Ce qui est dramatique c’est que le “prédicateur de mensonges” séduit du monde par ses discours qui s’appuient sur une sagesse tout humaine autour de la Bible. Et ceux qui sont séduits finissent par se détourner de la foi (confiance en Dieu). Certains restent toutefois attachés au groupe de croyants auxquels ils s’associent, parce qu’ils y placent leur identité et leur valeur. Etre détourné de la foi signifie: ne pas vivre avec cette pleine assurance des choses qu’on espère et sans démonstration des réalités qu’on ne voit pas (cf. Hébreux 11:1). Cela revient à vivre par ses propres efforts, comme un homme livré à lui-même, limité par les seuls principes élémentaires de ce monde, victime du dominateur de ce monde. C’est le doute et la crainte qui dominent alors celui qui ne vit pas dans/par le moyen de la foi. Le “prédicateur de mensonges” amène les croyants à avoir un cœur qui est bien loin de Dieu. Il suscite des croyants à sa propre image, qui honorent Dieu du bout des lèvres et qui gardent une conscience coupable. Ceux qui sont séduits marchent dans la tradition ainsi transmise et répliquent chez les autres ce qu’ils vivent eux-mêmes.

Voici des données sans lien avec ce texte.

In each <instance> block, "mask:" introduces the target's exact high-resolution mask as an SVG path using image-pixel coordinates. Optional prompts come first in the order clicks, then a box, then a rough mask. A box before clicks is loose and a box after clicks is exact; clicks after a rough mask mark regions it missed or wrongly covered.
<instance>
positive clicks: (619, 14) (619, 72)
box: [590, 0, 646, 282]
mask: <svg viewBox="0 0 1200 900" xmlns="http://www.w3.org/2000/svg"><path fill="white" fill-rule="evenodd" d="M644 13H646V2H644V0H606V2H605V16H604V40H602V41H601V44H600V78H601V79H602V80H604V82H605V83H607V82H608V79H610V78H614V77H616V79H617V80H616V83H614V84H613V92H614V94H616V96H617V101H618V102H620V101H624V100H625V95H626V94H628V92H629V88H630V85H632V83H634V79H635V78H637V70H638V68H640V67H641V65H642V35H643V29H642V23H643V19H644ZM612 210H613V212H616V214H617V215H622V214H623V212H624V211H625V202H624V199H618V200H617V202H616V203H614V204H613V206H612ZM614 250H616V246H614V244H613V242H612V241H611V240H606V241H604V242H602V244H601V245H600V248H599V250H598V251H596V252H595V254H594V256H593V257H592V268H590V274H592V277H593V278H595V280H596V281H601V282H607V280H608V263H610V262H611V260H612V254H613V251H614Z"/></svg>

La parole d’Esaïe rappelée par Jésus dresse un tableau qui en découle: “Ce peuple m’honore du bout des lèvres, mais, au fond de son cœur, il est bien loin de moi ! Le culte qu’il me rend n’a aucune valeur, car les enseignements qu’il donne ne sont que des règles inventées par les hommes” (Marc 7:6-7 – BDS).

Comment discerner ce qui est de la tradition humaine et ce qui est de la Vérité?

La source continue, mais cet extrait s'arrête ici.